Excluding pregnant or fertile women from the workplace does not really solve the problem of worker exposure to hazardous substances, agrees lawyer Joan E. Bertin, associate director of the Women's Rights Project of the American Civil Liberties Union. In limited legal tests since 1981, three federal courts have ruled that fetal-protection policies discriminate against women, she says. Courts have ruled such policies are permissible only if a company can prove a risk to the fetus, and if there is no similar risk to male workers, Ms. Bertin says.

A recent study by the National Institute for Occupational Safety and Health found dramatically reduced sperm counts among male workers exposed to glycol ethers, a family of solvents used in the plastics, paint, and electronics industries.
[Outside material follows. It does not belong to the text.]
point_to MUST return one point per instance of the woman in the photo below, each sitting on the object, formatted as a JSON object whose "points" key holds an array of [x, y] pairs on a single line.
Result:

The CWA, in its criticism of an industry whose work force is primarily nonunion, says semiconductor workers would be better off with union representation. On March 2 the union began publicizing its health concerns in radio advertisements broadcast in the nation's four major chip-manufacturing regions - California's Silicon Valley, Boston's Route 128, upstate New York, and Austin, Texas.

Steven Pedersen of the industry association points out that the computer-chip industry is one of the few that compiles its own data on illness and injury among workers. He adds that industry standards for use of chemicals are well within the exposure limits for substances regulated by the federal Occupational Health and Safety Administration.